1990 Volume 110 Issue 12 Pages 1020-1026
In order to clarify the grounding conditions for protecting workers on the de-energized circuit from induction due to the live circuit and the required current capacity of grounding conductor for a 1, 000kV double-circuit power transmission line, the phenomena caused by the electrostatic induction resulting from the live circuit are first discussed. The results are as summarized below.
(1) Even though both ends of the de-energized circuit are grounded, the electrostatic induction voltage grows larger in parabolic form as the distance from the grounding point increases.
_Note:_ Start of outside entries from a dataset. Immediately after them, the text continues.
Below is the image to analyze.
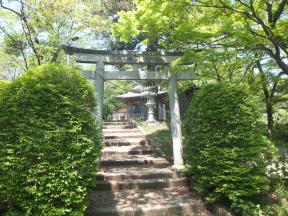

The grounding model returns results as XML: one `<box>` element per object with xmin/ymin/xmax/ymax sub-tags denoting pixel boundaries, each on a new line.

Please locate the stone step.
<box><xmin>102</xmin><ymin>124</ymin><xmax>137</xmax><ymax>129</ymax></box>
<box><xmin>102</xmin><ymin>145</ymin><xmax>155</xmax><ymax>155</ymax></box>
<box><xmin>96</xmin><ymin>178</ymin><xmax>187</xmax><ymax>191</ymax></box>
<box><xmin>103</xmin><ymin>132</ymin><xmax>145</xmax><ymax>139</ymax></box>
<box><xmin>102</xmin><ymin>128</ymin><xmax>142</xmax><ymax>135</ymax></box>
<box><xmin>101</xmin><ymin>154</ymin><xmax>169</xmax><ymax>166</ymax></box>
<box><xmin>96</xmin><ymin>169</ymin><xmax>179</xmax><ymax>181</ymax></box>
<box><xmin>102</xmin><ymin>121</ymin><xmax>131</xmax><ymax>126</ymax></box>
<box><xmin>86</xmin><ymin>188</ymin><xmax>211</xmax><ymax>216</ymax></box>
<box><xmin>105</xmin><ymin>138</ymin><xmax>149</xmax><ymax>146</ymax></box>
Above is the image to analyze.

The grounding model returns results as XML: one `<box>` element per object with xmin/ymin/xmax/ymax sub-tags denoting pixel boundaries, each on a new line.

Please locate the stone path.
<box><xmin>86</xmin><ymin>122</ymin><xmax>211</xmax><ymax>216</ymax></box>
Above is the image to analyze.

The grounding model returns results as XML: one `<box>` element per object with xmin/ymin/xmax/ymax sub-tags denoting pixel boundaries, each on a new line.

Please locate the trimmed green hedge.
<box><xmin>184</xmin><ymin>83</ymin><xmax>275</xmax><ymax>215</ymax></box>
<box><xmin>0</xmin><ymin>64</ymin><xmax>102</xmax><ymax>215</ymax></box>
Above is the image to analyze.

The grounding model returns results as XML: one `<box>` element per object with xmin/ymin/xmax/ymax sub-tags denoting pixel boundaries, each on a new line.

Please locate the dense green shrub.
<box><xmin>0</xmin><ymin>65</ymin><xmax>101</xmax><ymax>215</ymax></box>
<box><xmin>184</xmin><ymin>83</ymin><xmax>274</xmax><ymax>215</ymax></box>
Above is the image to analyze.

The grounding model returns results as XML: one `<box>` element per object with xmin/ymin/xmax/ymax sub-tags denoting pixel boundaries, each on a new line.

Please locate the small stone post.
<box><xmin>168</xmin><ymin>67</ymin><xmax>184</xmax><ymax>169</ymax></box>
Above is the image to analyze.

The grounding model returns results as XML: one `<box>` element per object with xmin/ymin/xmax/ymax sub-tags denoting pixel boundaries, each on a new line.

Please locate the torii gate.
<box><xmin>63</xmin><ymin>46</ymin><xmax>194</xmax><ymax>169</ymax></box>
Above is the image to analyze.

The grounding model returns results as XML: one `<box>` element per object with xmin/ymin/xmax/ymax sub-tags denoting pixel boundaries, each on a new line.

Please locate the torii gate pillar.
<box><xmin>168</xmin><ymin>68</ymin><xmax>184</xmax><ymax>170</ymax></box>
<box><xmin>94</xmin><ymin>62</ymin><xmax>104</xmax><ymax>125</ymax></box>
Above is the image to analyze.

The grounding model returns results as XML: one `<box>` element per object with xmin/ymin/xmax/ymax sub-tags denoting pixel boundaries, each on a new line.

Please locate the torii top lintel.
<box><xmin>63</xmin><ymin>46</ymin><xmax>183</xmax><ymax>65</ymax></box>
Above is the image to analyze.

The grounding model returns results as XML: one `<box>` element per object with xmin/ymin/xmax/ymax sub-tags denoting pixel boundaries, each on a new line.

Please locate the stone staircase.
<box><xmin>86</xmin><ymin>122</ymin><xmax>211</xmax><ymax>216</ymax></box>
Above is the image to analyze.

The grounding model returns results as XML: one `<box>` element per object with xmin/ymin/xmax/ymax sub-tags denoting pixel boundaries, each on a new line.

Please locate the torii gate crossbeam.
<box><xmin>63</xmin><ymin>46</ymin><xmax>194</xmax><ymax>169</ymax></box>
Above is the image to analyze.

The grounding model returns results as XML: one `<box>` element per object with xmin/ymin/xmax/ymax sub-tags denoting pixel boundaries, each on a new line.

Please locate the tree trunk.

As such, this voltage then determines the safe working zone, which determines the electrostatic induction current Ig flowing through a worker and the electrostatic induction current Ig0 flowing through the grounding conductor.
(2) The electrostatic induction current Ig and Ig0 are determined by the voltage applied to the live circuit, grounding intervals on the de-energized circuit conductor conditions of the circuit and the phase configurations at the line.
(3) If a worker has an electric resistance of 1kΩ and touches any portion of the de-energized circuit, the current Ig will not exceed 1mA as long as the grounding intervals are less than approximately 9km.
(4) The value of the current Ig0 is proportional to the grounding intervals surrounding the relevant grounding point, regardless of the location of this point. This Ig0 current reaches a maximum of 10 A if the intervals are 100km.
(5) The calculation formulas used in considering the above are now in practical use for verification purposes on an actual power line of 500kV.